Ayette geçen “Her ikiside ilahi buyruğa teslim olup da babası (İbrahim) oğlunu (İsmail’i) yere yatırınca” (Sâffât, 37/103.) ifadelerinden Hz. İbrahim’in kesin bir kararlılıkla kurban etmek üzere oğlunu yere yatırdığı anlaşılıyor. Ben yatıracağım, daha sonra Allah müsaade etmeyecek, onun yerine bir kurbanlık gönderecek şeklinde bir bilgisi yok. Buradan anlıyoruz ki kurbanın asıl mesajı teslimiyettir.

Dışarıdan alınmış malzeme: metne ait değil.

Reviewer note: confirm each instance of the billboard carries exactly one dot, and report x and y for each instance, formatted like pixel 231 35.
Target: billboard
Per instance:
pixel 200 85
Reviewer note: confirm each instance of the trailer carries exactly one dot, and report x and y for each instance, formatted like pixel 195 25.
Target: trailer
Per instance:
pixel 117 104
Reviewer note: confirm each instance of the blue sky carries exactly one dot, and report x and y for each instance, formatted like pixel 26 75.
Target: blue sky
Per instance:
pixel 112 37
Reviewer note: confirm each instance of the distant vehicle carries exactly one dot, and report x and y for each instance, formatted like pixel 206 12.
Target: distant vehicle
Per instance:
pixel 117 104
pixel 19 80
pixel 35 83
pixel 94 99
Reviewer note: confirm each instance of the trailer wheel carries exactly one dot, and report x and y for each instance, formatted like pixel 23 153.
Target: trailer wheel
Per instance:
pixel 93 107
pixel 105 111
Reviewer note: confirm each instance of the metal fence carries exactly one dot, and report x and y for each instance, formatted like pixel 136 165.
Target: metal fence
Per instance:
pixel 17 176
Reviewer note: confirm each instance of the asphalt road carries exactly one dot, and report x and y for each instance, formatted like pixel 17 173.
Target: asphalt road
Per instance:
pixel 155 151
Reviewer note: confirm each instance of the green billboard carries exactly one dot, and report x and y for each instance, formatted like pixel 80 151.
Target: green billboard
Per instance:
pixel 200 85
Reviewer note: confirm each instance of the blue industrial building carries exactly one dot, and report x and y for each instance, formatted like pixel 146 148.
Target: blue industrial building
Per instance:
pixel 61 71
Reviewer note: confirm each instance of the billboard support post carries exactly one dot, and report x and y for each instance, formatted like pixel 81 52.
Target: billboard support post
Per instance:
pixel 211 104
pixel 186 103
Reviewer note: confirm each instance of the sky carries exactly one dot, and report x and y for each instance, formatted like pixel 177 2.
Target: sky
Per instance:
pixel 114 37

İnsanın Allah’ın iradesi karşısında bütün varlığından, benliğinden, sahip olduğu dünyalıklarından, her şeyden vazgeçebileceğini göstermesinin sembolüdür kurban. Et yemektir, fakir fukaraya yardım etmektir, dayanışmadır evet bunlar kurbanın ikinci, üçüncü, dördüncü, beşinci yararları ya da mesajları olabilir ama kurbanın asıl mesajı şudur: “Ey Âlemlerin Rabbi ben senin rızanı kazanmak için en değerli olan varlığımdan, en çok sevdiğimden gözümü kırpmadan vazgeçmeyi göze alıyorum, vazgeçme kararlılığındayım.” Sonra ilgili ayetler şöyle devam ediyor: “Ey İbrahim diye ona seslendik. Tamam rüyanı gerçekleştirmiş oldun biz iyileri böyle ödüllendiririz. Bu kesinlikle apaçık bir imtihandı. Ve biz oğlunun canına bedel olarak iri bir kurbanlık verdik.” (Sâffât, 37/104-107.) İsmail’in kesilmekten kurtulup teslimiyetleri karşısında İbrahim ailesinin ödüllendirilmesi, onlara büyük bir kurbanlığın hediye verilmesi bir ibadettir, bir şiardır ki Kur’an’ı Kerim’de şiar kelimesi geçer. Şiar kelimesinin geçtiği yerler kurban ile alakalıdır biliyor musunuz? Allah “Her kim Allah’ın nişanelerini (kurbanlıklarını) yüceltirse, şüphesiz ki bu kalplerin takvasındandır.” diye buyurur. (Hac, 22/32) Ayet-i kerimede Allah şiarlara, sembollere saygı gösterilmesi gerektiğini ifade buyurur.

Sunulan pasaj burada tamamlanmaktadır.